New Zealand’s Fonterra, the world’s largest dairy co-operative, posted its first-ever annual loss yesterday, admitting it had let farmers down with over-optimistic financial forecasts. Fonterra’s interim chief executive Miles Hurrell launched a review of the business after unveiling a NZ$196mn ($129mn) loss, compared with a NZ$745mn profit in the previous year.
 “There’s no two ways about it, these results don’t meet the standards we need to live up to,” he said in a statement. “In FY18, we did not meet the promises we made to farmers and unitholders.”
 Fonterra is a collective that buys milk and dairy products from New Zealand farmers and then sells it on to foreign firms. It means that the bottom line can be squeezed even when dairy prices are strong because it is paying farmers more for the raw product.  Chairman John Monaghan said the dairy giant’s forecasting was off track when it announced half-year results in March.
 “There’s no doubt that at the half year we stood in front of our farmers and made some commitments and we haven’t met them,” he said.
 It has been a tumultuous year for Fonterra, with the departure of former chairman John Wilson and former chief executive Theo Spierings amid grumblings about poor performance. It wrote down a stake in Chinese infant formula producer Beingmate by NZ$439mn and had to pay France’s Danone a NZ$232-mn settlement over a 2013 baby formula contamination scare.

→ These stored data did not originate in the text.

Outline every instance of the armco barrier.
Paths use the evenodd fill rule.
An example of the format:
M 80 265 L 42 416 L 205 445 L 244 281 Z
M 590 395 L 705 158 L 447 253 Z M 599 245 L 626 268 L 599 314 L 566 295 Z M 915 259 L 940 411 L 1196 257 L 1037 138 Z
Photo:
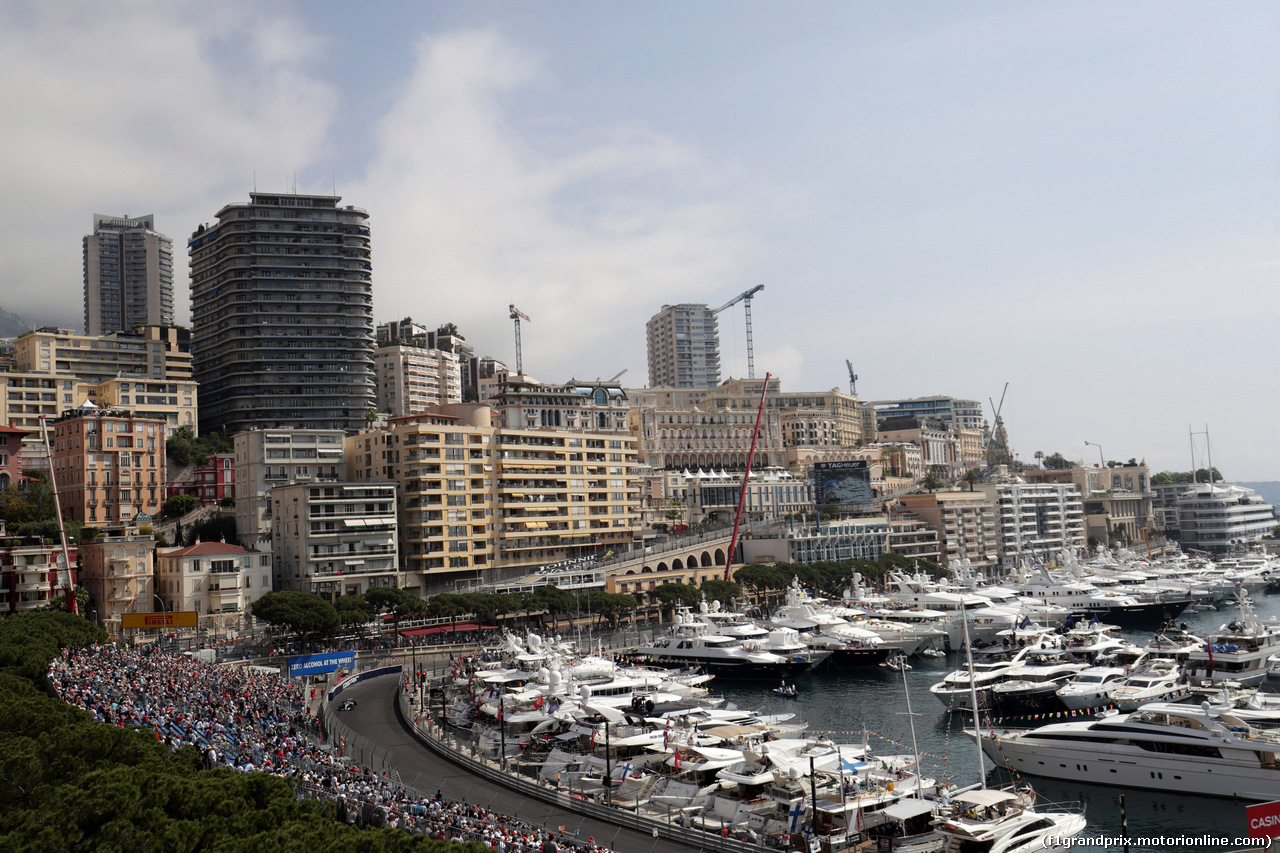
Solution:
M 566 811 L 587 815 L 597 820 L 612 823 L 615 826 L 634 829 L 647 835 L 652 835 L 654 838 L 661 836 L 684 844 L 690 850 L 715 850 L 720 851 L 720 853 L 757 851 L 758 853 L 758 851 L 764 849 L 759 844 L 749 844 L 735 838 L 724 838 L 698 829 L 687 829 L 666 821 L 636 814 L 626 809 L 570 796 L 556 790 L 554 787 L 540 784 L 512 773 L 505 773 L 494 761 L 488 758 L 483 756 L 473 758 L 462 752 L 460 748 L 451 747 L 440 736 L 434 721 L 429 721 L 426 725 L 419 724 L 416 718 L 416 708 L 409 704 L 408 694 L 399 688 L 396 690 L 396 709 L 399 712 L 400 719 L 413 732 L 414 737 L 432 752 L 443 756 L 477 776 L 483 776 L 490 782 L 517 791 L 526 797 L 542 800 Z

 Sales revenue for the year was up 6% at NZ$20.4bn, while earnings were down 22% at NZ$902mn. Fonterra said it was reviewing all its businesses, including the ongoing stake in Beingmate, with a view to lifting performance.
 It also promised greater “financial discipline” and more accurate forecasting. The co-operative said milk prices should remain steady at NZ$6.75 per kilogramme of milk solids in the current financial year.
 Shares in the Fonterra Shareholders Fund, the listed part of the business, were down 1.01% at NZ$4.92 in early trading in Wellington.